Esses esforços não são os únicos mobilizando as comunidades educacionais da região. Voluntários de organizações globais como Teach for All no Peru criaram, com o apoio de profissionais peruanos que atuam como professores de apoio voluntário, uma campanha de conscientização COVID-19, fazendo vídeos em línguas indígenas para disseminar recomendações sobre cuidados e higiene e sobre como falar com as crianças sobre a situação. No Panamá, jovens universitários que promovem o canal do youtube Fundación Ayudinga acordaram com o Ministério da Educação para realizarem a transmissão de aulas ao vivo de matemática, física e química e disponibilizaram aos alunos centenas de vídeos nesta plataforma e nas redes sociais de amplo acesso. Da mesma forma, grupos de acadêmicos, como Baikal, que promovem o aprendizado das ciências naturais e as artes, publicam conteúdo diário e atividades didáticas para realizar com os pequenos em casa.
Os desafios são enormes, e toda semana de fechamento exige que os países reinventem e ampliem os esforços para oferecer oportunidades de aprendizagem para todos os alunos. Três elementos devem estar no topo das agendas públicas e privadas para enfrentar essa situação de crise do sistema educacional. A primeira é, naturalmente, a mobilização efetiva de todos os recursos de aprendizagem disponíveis, que são alternativas ao modo presencial. Um número significativo de famílias pode acessar esses conteúdos se as plataformas forem disponibilizadas a todos sem restrição de acesso e sem necessidade de cadastro. Muitas empresas internacionais têm dado acesso gratuito aos seus repositórios durante essa emergência, por isso a curadoria eficaz de conteúdo educacional com simples indicações sobre seu uso é uma ferramenta fundamental para professores e famílias. Como as famílias com recursos mais escassos ou vivendo em áreas rurais remotas têm pouco acesso à conectividade, o uso de televisão e rádio torna-se uma opção viável e alternativa na distribuição de materiais impressos e offline; material este com que as escolas já podem contar.

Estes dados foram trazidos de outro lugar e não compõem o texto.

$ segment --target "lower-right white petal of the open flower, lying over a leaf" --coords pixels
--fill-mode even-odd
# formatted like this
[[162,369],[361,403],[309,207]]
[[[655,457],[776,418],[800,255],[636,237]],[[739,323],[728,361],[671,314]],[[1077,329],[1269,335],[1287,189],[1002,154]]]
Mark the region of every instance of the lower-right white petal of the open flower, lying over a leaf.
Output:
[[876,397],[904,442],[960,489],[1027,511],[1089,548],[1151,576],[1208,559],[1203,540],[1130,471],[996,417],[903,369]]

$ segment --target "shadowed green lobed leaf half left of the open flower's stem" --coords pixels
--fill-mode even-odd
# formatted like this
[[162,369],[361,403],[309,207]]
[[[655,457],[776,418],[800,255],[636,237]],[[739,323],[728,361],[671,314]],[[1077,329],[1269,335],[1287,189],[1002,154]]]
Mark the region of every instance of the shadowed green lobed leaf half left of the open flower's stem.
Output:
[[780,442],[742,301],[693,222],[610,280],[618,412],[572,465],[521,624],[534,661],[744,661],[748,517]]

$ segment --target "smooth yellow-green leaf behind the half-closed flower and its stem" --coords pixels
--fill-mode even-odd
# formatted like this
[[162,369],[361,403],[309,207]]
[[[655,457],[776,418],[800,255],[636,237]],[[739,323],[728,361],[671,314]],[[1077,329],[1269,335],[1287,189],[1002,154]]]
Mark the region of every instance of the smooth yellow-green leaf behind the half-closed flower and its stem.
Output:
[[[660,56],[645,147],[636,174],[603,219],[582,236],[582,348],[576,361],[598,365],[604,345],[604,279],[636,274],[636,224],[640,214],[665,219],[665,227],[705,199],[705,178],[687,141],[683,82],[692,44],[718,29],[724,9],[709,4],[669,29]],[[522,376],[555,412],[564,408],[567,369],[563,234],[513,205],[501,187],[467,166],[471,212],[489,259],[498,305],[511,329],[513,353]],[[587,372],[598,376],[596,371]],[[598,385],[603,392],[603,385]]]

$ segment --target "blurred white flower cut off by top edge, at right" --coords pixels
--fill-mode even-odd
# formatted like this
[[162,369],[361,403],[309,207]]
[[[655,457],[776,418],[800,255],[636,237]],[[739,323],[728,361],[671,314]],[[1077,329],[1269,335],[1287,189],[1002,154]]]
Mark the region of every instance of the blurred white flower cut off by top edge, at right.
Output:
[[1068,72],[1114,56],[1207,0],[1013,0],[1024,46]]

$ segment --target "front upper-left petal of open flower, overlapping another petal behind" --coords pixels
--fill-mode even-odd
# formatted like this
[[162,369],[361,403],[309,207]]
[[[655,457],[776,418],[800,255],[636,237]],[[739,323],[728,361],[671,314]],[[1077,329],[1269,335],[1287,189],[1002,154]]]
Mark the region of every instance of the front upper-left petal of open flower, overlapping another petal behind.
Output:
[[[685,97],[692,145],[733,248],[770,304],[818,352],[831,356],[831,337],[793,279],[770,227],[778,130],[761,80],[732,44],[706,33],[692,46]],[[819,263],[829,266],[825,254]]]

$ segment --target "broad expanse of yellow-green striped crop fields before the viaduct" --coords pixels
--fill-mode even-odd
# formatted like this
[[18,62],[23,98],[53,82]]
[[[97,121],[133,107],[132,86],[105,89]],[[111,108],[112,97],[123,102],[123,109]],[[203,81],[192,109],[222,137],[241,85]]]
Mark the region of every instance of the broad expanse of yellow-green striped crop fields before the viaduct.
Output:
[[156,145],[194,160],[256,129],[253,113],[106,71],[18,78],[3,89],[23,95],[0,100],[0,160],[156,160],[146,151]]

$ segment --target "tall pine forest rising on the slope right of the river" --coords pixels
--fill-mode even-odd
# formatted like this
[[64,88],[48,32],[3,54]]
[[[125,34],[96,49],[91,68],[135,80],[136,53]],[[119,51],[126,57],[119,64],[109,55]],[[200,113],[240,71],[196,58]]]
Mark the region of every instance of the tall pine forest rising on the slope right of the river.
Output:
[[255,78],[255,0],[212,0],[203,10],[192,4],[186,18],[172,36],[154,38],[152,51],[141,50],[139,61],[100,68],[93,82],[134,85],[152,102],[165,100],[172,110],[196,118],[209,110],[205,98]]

A segunda é a comunicação permanente com professores e comunicação dos professores para com alunos e suas famílias. A ativação e/ou fortalecimento de redes de contato regular e direto com jovens e pais no caso de alunos mais jovens é essencial para facilitar não só o acesso a guias de trabalho para apoio permanente aos professores e pais, mas fortalecer linhas de informação confiáveis que orientam não só as atividades de aprendizagem que podem ser desenvolvidas em casa, mas também hábitos de vida saudáveis e prevenção, que devem ser fortalecidos. Mensagens de texto, informações na televisão e nas redes de rádio locais, grupos de contato no whatsapp e redes sociais, são os recursos mais acessíveis e de maior cobertura.
Finalmente, será fundamental focar naqueles estudantes e famílias mais vulneráveis, aqueles a quem o fechamento afeta, não apenas por causa da suspensão das aulas, mas porque dificulta o acesso a alimentos e saúde. Os governos locais e nacionais estão agindo de forma criativa, implantando soluções através do uso do transporte escolar, ou em parcerias com provedores locais para que as famílias que mais precisam possam receber café da manhã e almoços escolares nessas semanas críticas.

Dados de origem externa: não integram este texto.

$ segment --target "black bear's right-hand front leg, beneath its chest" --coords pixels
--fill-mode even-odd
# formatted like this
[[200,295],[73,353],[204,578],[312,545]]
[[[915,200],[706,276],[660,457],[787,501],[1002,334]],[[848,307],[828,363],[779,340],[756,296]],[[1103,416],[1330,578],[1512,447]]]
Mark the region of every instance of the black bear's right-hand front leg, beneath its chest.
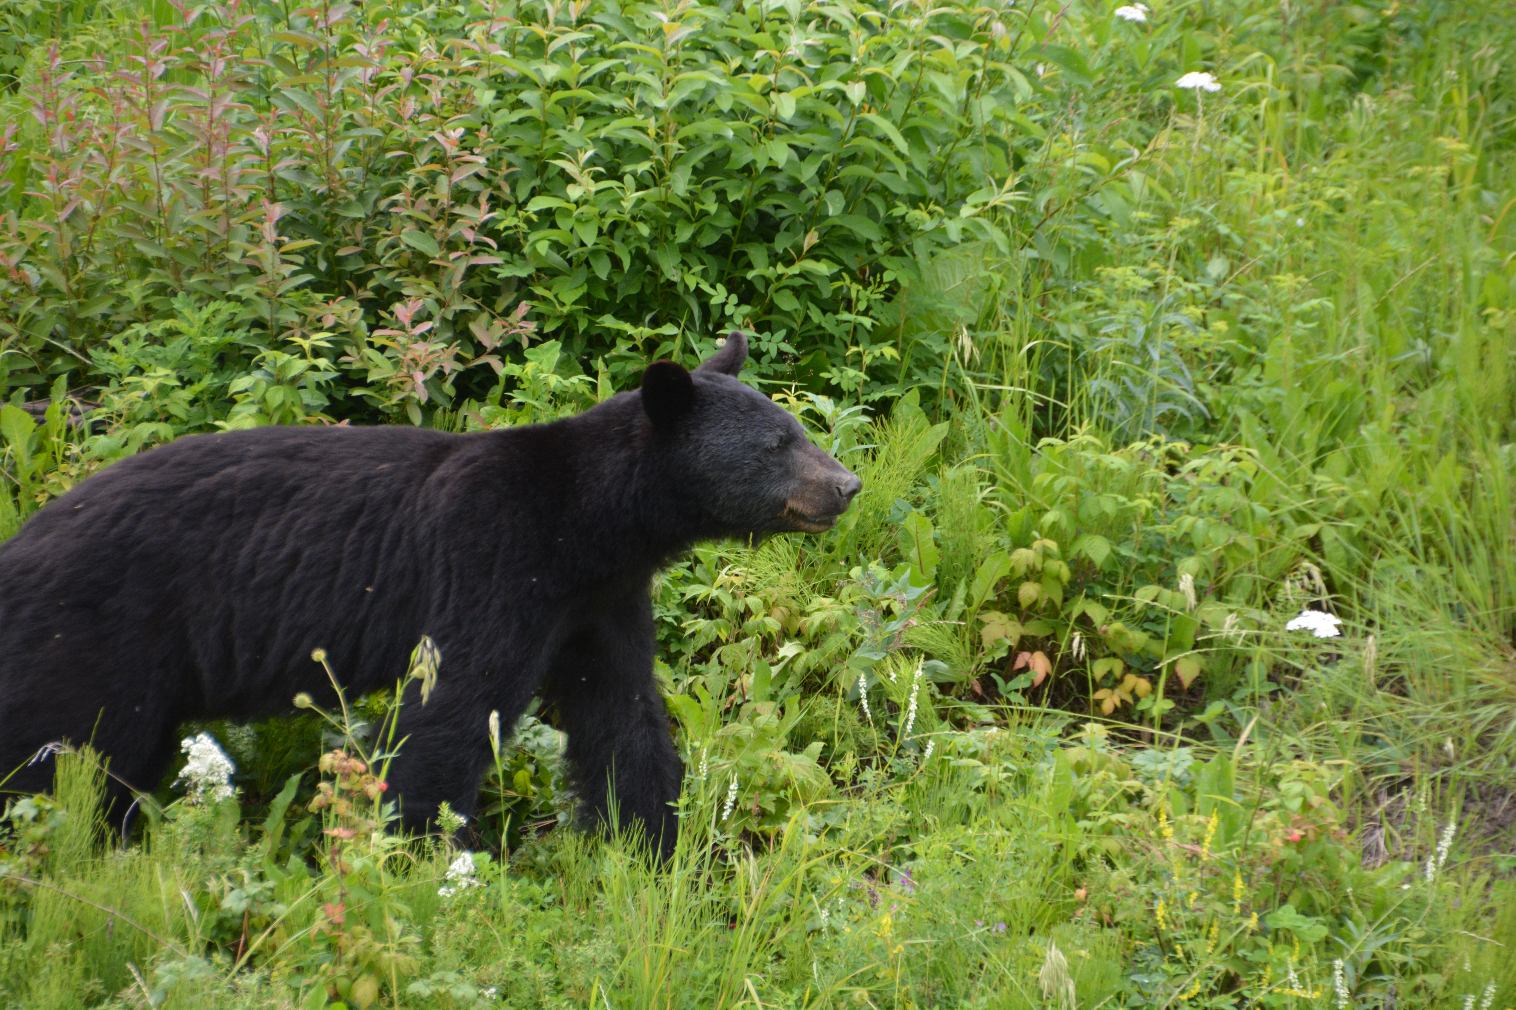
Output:
[[653,681],[655,628],[646,592],[590,609],[559,647],[544,695],[556,703],[568,734],[568,769],[585,809],[600,827],[638,830],[667,860],[679,837],[675,806],[684,763],[669,736],[669,716]]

Em um cenário de crise com soluções incertas de curto prazo e efeitos previsíveis e profundos no médio e longo prazo, os sistemas de educação terão de responder aos desafios do dia-a-dia e também consolidar respostas que lhes permitam mitigar os efeitos da emergência, enquanto trabalham em ações de recuperação, por meio da educação e para ela.